Um forte movimento democrático na antiga colónia alemã e francesa tem vindo a ser motivo de notícias desde 2016. O presidente Faure Gnassingbe tem estado no cargo há mais de uma dúzia de anos e a família Gnassingbe governou este estado, predominantemente agrícola, ao longo de mais de meio século. Durante meses, uma aliança de 14 diferentes partidos políticos e coligações organizou manifestações de massas e greves gerais. O governo respondeu usando tácticas repressivas de controle de multidões pelas forças de segurança, além de prender os líderes da oposição. Duas formações têm sido proeminentes na resistência recente: a Aliança Nacional para a Mudança (ANC), liderada por Jean-Pierre Fabre; e o Partido Nacional Pan-Africano (PNP) liderado por Tikpi Atchadam. Ao todo, houve 16 mortes de manifestantes.

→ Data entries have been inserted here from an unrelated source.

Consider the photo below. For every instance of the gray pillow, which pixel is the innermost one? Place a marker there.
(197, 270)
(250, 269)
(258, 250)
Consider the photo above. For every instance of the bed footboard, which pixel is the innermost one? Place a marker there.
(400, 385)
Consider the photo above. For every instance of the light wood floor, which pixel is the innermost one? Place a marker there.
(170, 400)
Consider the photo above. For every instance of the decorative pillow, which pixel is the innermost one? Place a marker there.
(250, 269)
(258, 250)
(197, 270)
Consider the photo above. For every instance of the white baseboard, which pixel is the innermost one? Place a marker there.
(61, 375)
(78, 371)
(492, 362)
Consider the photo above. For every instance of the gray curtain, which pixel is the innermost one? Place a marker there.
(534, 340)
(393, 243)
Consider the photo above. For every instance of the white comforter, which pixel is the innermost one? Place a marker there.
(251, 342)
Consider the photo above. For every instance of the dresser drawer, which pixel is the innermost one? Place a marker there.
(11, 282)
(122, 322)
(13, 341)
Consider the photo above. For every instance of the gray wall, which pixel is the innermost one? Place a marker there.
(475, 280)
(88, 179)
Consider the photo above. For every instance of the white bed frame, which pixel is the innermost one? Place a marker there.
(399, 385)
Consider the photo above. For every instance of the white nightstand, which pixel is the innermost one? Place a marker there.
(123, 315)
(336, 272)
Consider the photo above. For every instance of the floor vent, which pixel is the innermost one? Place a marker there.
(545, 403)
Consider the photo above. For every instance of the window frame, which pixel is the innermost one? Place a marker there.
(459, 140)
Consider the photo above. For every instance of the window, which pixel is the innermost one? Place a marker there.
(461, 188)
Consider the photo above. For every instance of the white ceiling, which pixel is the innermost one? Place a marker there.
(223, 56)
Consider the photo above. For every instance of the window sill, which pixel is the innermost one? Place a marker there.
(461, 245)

A Comunidade Económica dos Estados da África Ocidental (CEDEAO), presidida por Lomé, não tem querido desempenhar o papel de mediador, embora tenha feito declarações a exigir a reconciliação nacional, a que o regime não respondeu, tal como não respondeu à necessidade de reformas fundamentais. Já o Gana tem desempenhando esse papel, uma vez que tem um interesse directo na prevenção de uma crise mais profunda que poderia levar ainda mais pessoas a atravessar a fronteira para a antiga colónia britânica.

Nos Camarões, país francófono entre outros de língua inglesa, houve no ano que passou uma série de greves gerais em grande parte resultantes das divisões herdadas de um estado que sofreu o colonialismo alemão, francês e britânico nos séculos XIX e XX. As pessoas nas regiões noroeste e sudoeste do país, onde o inglês é a língua predominante, protestaram contra invocadas práticas discriminatórias nos sistemas educativo e jurídico. A incapacidade da burocracia estatal pagar aos professores os seus salários levou a manifestações e greves nas regiões francófonas dos Camarões. Há professores que nunca receberam salários no ensino público, apesar de a produção e exportação do petróleo representarem cerca de 40% do PIB. Ineficiências, corrupção e roubo no aparelho do Estado, com a conivência da camada dirigente, estão na origem destas situações.

Togo e Camarões são exemplares enquanto crises de governação que emergiram após a derrota do colonialismo na África Ocidental. São situações que só poderão mudar com a ascensão, a partir de uma base popular, de partidos e dirigentes que coloquem a melhoria das condições de vida dos seus povos acima dos estreitos interesses de classe dos instalados nos aparelhos de estado e governos, bem como de outros grupos de interesses. Com um estado vizinho, a Nigéria, há o problema de Boko Haram, que espalhou os seus tentáculos para os Camarões. O governo está envolvido numa aliança militar regional para combater o grupo terrorista que organizou os seus ataques mais mortais no nordeste, a partir de 2009.